They have this problem because someone lazily told them to put brackets around the conditionally evaluated instructions without ever explaining about brackets and quotation.

I trust you aren't confused that way. You understand that, as usual, Logo evaluates the inputs to a procedure before invoking the procedure. The first input to `if` has to be either the word `true` or the word `false`. Before invoking `if`, Logo has to evaluate an expression like `equalp 2 3` to compute the input. (In this case, the result output by `equalp` will be `false`.) But if the `print` instruction weren't quoted, Logo would evaluate it, too, before invoking `if`. That's not what we want.
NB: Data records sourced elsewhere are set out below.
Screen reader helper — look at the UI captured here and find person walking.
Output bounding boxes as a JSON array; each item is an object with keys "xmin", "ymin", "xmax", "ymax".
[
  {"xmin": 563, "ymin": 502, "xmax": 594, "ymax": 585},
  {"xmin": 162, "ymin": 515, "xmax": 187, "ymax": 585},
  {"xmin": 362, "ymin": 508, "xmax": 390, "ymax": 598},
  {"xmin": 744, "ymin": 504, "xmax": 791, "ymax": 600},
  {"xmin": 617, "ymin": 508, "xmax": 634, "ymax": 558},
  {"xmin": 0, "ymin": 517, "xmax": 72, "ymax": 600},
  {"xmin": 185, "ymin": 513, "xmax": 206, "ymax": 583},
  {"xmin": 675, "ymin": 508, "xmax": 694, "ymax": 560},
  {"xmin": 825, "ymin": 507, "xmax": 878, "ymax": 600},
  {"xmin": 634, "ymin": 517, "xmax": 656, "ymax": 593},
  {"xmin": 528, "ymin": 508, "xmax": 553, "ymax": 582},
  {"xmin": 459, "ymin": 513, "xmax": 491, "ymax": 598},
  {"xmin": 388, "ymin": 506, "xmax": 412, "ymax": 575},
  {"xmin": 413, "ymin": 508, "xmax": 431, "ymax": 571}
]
We want the instruction list itself to be the second input, so that `if` can decide whether or not to carry out the instructions in the list. So, as usual, we use brackets to tell Logo to quote the list.

actual argument expression-->actual argument value
`equalp 2 3`-->`false`
`[print "really??]`-->`[print "really??]`

## Logical Connectives

Sometimes the condition under which you want to evaluate an instruction is complicated. You want to do it if both this and that are true, or if either this or that is true. Logo provides operations for this purpose.

`And` is a predicate with two inputs. Each input must be either the word `true` or the word `false`. The output from `and` is `true` if both inputs are `true`; the output is `false` if either input is `false`. (`And` can take more than two inputs if the entire expression is enclosed in parentheses. In that case the output from `and` will be `true` only if all of its inputs are `true`.)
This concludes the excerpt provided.